Much of what the new tax law proposes to tax is already taxable under the existing Income Tax laws.
The tax handbook published by Mr Feetham’s law firm, Hassans, makes that clear. Grahame Jackson, tax partner at Hassans, confirmed as much also, on last Thursday’s GBC Viewpoint programme.
If anyone or any entity buys or sells a property by way of ‘trade’ income tax is payable, even if it is just one transaction. It is payable if it has a ‘badge of trade’. Buying and selling off plans without completing on a contracted purchase has such a badge, absent special circumstances: other such ‘badges’ exist.
Mr Feetham’s proposal gives away tax on the profit on the sale of two properties, and even one, that is taxable under the existing Income Tax Act. So, there are those who will be benefitted to the detriment of the potential tax take that would increase tax coffers.
What needs to be done is for the Income Tax Department to take steps to collect tax from those who are liable to pay it already and who are being allowed to evade payment. Those steps are not difficult.
For example, it should ask developers for the names of those contracting to buy a property and those completing the purchase. If they are different the likelihood is that there has been a taxable gain along the line, so uncover and tax it.

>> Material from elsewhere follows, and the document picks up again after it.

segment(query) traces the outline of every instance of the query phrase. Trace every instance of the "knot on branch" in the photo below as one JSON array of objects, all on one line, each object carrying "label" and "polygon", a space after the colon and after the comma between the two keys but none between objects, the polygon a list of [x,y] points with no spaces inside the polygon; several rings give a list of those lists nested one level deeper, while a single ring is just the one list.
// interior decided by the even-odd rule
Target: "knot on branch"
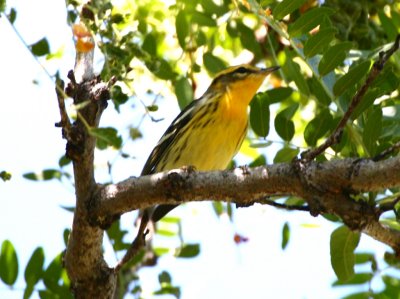
[{"label": "knot on branch", "polygon": [[86,202],[86,210],[88,215],[88,223],[93,227],[100,227],[102,230],[107,230],[111,225],[120,219],[120,214],[105,214],[99,216],[96,214],[97,207],[99,206],[102,191],[105,185],[97,185],[97,188],[92,192],[90,200]]},{"label": "knot on branch", "polygon": [[[67,140],[66,156],[73,161],[80,161],[86,149],[95,144],[94,137],[89,134],[90,128],[98,126],[101,114],[107,107],[107,100],[110,99],[110,86],[115,83],[115,78],[104,83],[100,76],[95,76],[78,83],[72,70],[69,71],[68,78],[70,82],[65,90],[64,82],[57,80],[56,92],[61,121],[56,126],[62,128],[62,136]],[[67,96],[73,99],[78,116],[73,124],[65,109]]]},{"label": "knot on branch", "polygon": [[162,181],[163,188],[165,190],[165,196],[167,198],[174,199],[176,201],[181,202],[182,198],[180,194],[182,190],[191,189],[191,185],[188,184],[188,175],[193,174],[195,172],[195,167],[182,167],[182,172],[170,172],[167,175],[167,179]]},{"label": "knot on branch", "polygon": [[77,83],[74,72],[71,70],[68,72],[68,79],[70,82],[65,88],[65,94],[73,98],[75,105],[89,100],[91,102],[101,102],[105,106],[104,108],[107,107],[107,100],[110,99],[109,88],[115,83],[115,78],[105,83],[100,76],[95,76],[91,80]]}]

Mr Feetham argued on GBC’s Viewpoint that taxing in that manner was too difficult, complicated, and expensive due to needing court proceedings.
Wrong. The Income Tax authorities can assess the tax payable, it must then be paid, it is for the payer to take and argue the matter in court at risk of having to pay the costs of those proceedings.

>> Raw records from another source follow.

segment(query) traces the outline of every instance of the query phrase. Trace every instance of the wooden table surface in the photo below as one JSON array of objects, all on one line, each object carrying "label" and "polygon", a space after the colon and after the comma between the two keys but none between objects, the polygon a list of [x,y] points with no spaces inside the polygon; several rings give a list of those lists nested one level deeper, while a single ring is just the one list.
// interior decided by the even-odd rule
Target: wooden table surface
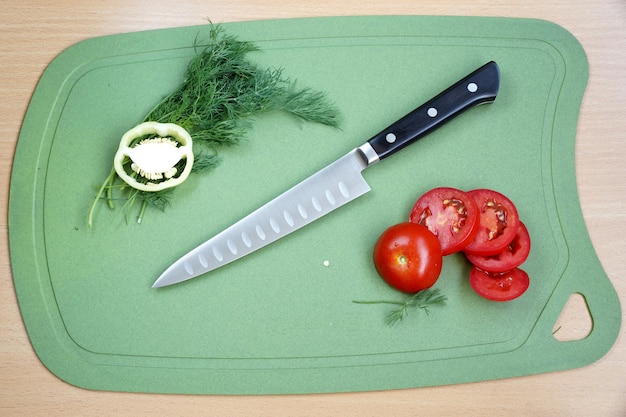
[{"label": "wooden table surface", "polygon": [[[24,113],[45,67],[80,40],[198,25],[206,18],[216,23],[391,14],[540,18],[568,29],[587,53],[590,78],[576,142],[578,189],[593,245],[626,306],[625,0],[0,0],[0,9],[0,415],[626,416],[623,334],[606,356],[581,369],[444,387],[260,397],[76,388],[52,375],[29,343],[7,238],[11,166]],[[584,326],[574,318],[561,325],[574,332]]]}]

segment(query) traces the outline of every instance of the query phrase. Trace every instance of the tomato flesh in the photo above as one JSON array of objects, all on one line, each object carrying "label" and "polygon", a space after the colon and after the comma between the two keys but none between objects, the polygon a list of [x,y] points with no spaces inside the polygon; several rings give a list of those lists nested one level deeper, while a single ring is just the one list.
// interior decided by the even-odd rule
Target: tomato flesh
[{"label": "tomato flesh", "polygon": [[374,265],[387,284],[415,293],[432,287],[439,278],[443,266],[441,244],[425,226],[400,223],[378,238]]},{"label": "tomato flesh", "polygon": [[409,220],[426,226],[437,236],[446,256],[463,250],[474,240],[480,216],[474,198],[468,193],[438,187],[415,202]]},{"label": "tomato flesh", "polygon": [[520,266],[530,253],[530,235],[524,223],[519,222],[517,234],[500,253],[490,256],[466,253],[467,259],[478,268],[489,272],[506,272]]},{"label": "tomato flesh", "polygon": [[492,301],[510,301],[524,294],[530,286],[528,274],[514,268],[507,272],[494,273],[472,267],[470,285],[481,297]]},{"label": "tomato flesh", "polygon": [[471,255],[491,256],[509,245],[519,227],[515,204],[505,195],[488,189],[468,191],[480,211],[480,223],[474,240],[464,252]]}]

Additionally, the proposed new Feetham property tax is unlikely to realise much public income for the benefit of people generally, but it will dampen economic activity to the detriment of Gibraltar’s overall economy and so total tax take.
In relation to properties held over long periods of time for rental purposes, it represents a capital gains tax, without any allowance for inflation over the period the properties have been held, or a fair starting point for taxable values to be assessed.

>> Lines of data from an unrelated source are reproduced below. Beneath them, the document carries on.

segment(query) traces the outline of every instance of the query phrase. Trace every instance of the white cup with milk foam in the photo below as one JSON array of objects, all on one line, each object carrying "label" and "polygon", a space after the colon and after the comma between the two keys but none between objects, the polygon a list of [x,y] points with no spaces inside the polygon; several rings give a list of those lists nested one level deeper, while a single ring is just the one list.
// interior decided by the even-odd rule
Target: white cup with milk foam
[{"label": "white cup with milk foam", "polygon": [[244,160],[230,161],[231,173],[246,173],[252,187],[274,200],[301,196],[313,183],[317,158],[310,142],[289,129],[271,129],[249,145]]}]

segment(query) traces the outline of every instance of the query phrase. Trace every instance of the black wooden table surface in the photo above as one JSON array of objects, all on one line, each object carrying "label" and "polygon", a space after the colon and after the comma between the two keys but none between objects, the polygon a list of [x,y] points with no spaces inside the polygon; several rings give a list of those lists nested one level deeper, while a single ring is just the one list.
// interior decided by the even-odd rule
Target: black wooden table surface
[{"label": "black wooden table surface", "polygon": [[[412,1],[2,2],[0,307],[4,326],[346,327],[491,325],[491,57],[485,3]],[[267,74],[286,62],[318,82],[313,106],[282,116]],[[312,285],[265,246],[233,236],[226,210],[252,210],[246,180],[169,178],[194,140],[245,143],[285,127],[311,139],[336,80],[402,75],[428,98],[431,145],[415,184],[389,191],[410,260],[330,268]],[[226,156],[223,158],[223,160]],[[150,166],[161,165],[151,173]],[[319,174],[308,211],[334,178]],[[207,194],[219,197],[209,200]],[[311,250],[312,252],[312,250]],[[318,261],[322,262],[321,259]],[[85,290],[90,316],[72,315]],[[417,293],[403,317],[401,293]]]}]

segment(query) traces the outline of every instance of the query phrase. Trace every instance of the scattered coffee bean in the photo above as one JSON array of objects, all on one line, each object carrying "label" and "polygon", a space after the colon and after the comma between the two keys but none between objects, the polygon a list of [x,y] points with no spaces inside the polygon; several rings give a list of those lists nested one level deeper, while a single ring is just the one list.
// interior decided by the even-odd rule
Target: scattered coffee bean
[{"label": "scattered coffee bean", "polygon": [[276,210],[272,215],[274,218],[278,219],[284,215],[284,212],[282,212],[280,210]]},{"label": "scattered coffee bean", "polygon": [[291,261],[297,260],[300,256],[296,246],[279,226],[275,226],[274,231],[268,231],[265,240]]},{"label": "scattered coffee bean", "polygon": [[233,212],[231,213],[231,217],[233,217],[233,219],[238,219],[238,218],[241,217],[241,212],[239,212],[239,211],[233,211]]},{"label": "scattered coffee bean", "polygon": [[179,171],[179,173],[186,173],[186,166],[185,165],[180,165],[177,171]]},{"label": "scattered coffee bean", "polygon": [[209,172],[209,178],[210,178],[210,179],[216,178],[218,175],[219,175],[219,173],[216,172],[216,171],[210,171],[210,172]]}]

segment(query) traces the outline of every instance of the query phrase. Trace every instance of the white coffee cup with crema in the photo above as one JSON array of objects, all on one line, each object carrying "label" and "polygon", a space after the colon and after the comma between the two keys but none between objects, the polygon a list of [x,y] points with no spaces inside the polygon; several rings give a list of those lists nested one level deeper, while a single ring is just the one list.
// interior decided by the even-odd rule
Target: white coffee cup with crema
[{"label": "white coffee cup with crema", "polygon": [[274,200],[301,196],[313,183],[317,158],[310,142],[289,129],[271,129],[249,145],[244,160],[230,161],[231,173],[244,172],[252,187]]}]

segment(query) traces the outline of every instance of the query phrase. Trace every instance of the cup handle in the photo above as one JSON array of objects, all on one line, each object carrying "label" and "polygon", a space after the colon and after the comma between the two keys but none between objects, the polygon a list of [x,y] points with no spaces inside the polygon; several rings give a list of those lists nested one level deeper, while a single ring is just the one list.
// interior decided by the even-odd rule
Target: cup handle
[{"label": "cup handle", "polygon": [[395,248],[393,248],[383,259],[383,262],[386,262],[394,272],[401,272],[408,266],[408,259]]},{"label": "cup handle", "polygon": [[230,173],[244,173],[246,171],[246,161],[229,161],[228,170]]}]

Introducing a capital gains tax by the back door, as Mr Feetham proposes, sends out a wrong message for the finance and betting sector of Gibraltar. What other capital gains might be taxed in future? The fear will grow as government finances remain weak.
If a property is held for many years for rental income, on which income tax is paid, and it is then realised for cash, the resultant gain is a capital one, made over many years, including of inflation, and cannot be classified as income. Mr Feetham’s property tax law will classify it as taxable income in the prescribed circumstances.
The last thing the finance sector wants is a government that is suspected by those outside Gibraltar, and finance and betting centres competing with Gibraltar, of changing fundamental goalposts on taxation.
It was difficult enough, back in 2005 and 2006, to conceive of a tax system that allowed Gibraltar’s attraction as a finance and betting centre to continue in the face of the attacks being levied on Gibraltar’s then concessionary tax provisions and system.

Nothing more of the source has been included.